The amyloid precursor protein (APP) and its pathogenic by-product amyloid-beta protein (Abeta) play central roles in Alzheimer disease (AD) neuropathogenesis. APP can be cleaved by beta-secretase (BACE) and alpha-secretase to produce APP-C99 and APP-C83. These C-terminal fragments can then be cleaved by gamma-secretase to produce Abeta and p3, respectively. p3 has been reported to promote apoptosis, and Abeta is the key component of senile plaques in AD brain. APP adaptor proteins with phosphotyrosine-binding domains, including ShcA (SHC1), ShcC (SHC3), and Fe65 (APBB1), can bind to and interact with the conserved YENPTY motif in the APP-C terminus. Here we have described for the first time the effects of RNA interference (RNAi) silencing of ShcA, ShcC, and Fe65 expression on APP processing and Abeta production. RNAi silencing of ShcC led to reductions in the levels of APP-C-terminal fragments (APP-CTFs) and Abeta in H4 human neuroglioma cells stably overexpressing full-length APP (H4-FL-APP cells) but not in those expressing APP-C99 (H4-APP-C99 cells).
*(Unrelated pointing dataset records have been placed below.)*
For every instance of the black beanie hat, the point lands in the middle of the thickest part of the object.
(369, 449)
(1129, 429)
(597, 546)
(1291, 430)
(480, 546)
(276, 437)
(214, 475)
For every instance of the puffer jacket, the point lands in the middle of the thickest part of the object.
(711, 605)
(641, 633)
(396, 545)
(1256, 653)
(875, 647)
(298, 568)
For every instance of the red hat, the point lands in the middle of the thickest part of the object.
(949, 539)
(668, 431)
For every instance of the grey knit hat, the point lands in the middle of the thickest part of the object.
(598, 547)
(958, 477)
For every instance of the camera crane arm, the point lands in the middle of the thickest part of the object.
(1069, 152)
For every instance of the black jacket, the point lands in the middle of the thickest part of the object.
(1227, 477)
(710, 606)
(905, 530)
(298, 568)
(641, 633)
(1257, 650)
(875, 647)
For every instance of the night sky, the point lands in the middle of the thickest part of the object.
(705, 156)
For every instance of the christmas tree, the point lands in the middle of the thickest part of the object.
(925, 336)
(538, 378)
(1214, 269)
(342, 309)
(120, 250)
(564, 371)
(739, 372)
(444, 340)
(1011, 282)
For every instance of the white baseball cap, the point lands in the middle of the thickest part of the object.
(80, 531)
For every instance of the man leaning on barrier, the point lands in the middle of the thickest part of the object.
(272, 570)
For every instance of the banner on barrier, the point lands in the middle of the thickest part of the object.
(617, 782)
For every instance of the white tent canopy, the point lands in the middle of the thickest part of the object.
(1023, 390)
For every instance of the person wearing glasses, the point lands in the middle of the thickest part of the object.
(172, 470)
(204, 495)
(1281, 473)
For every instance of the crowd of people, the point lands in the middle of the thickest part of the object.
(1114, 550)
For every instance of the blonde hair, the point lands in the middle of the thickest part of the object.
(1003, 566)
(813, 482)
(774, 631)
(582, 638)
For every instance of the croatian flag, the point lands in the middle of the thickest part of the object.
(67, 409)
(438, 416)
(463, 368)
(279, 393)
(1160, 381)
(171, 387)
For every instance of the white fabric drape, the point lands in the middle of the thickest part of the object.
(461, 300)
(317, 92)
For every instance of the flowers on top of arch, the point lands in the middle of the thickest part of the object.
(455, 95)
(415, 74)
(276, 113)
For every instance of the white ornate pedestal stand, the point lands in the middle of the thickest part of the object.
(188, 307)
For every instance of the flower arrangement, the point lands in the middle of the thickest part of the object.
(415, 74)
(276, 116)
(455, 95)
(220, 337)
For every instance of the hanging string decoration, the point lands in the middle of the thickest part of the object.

RNAi silencing of ShcC also led to reductions in BACE levels in H4-FL-APP cells. In contrast, RNAi silencing of the homologue ShcA had no effect on APP processing or Abeta levels. RNAi silencing of Fe65 increased APP-CTF levels, although also decreasing Abeta levels in H4-FL-APP cells. These findings suggest that pharmacologically blocking interaction of APP with ShcC and Fe65 may provide novel therapeutic strategies against AD.